In 2015, Blue Brain published the first digital copy of a piece of the neocortex – the most evolved part of the brain and the seat of our sensations, actions, and consciousness. In this latest research, using algebraic topology, multiple tests were performed on the virtual brain tissue to show that the multi-dimensional brain structures discovered could never be produced by chance. Experiments were then performed on real brain tissue in the Blue Brain’s wet lab in Lausanne confirming that the earlier discoveries in the virtual tissue are biologically relevant and also suggesting that the brain constantly rewires during development to build a networkwith as many high-dimensional structures as possible.

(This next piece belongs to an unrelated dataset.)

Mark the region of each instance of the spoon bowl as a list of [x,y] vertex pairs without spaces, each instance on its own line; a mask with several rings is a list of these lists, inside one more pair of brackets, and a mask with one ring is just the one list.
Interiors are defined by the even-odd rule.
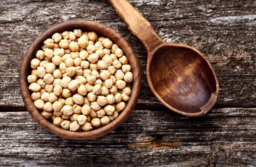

When the researchers presented the virtual brain tissue with a stimulus, cliques of progressively higher dimensions assembled momentarily to enclose high-dimensional holes, that the researchers refer to as cavities. “The appearance of high-dimensional cavities when the brain is processing information means that the neurons in the network react to stimuli in an extremely organized manner,” says Levi. “It is as if the brain reacts to a stimulus by building then razing a tower of multi-dimensional blocks, starting with rods (1D), then planks (2D), then cubes (3D), and then more complex geometries with 4D, 5D, etc. The progression of activity through the brain resembles a multi-dimensional sandcastle that materializes out of the sand and then disintegrates.”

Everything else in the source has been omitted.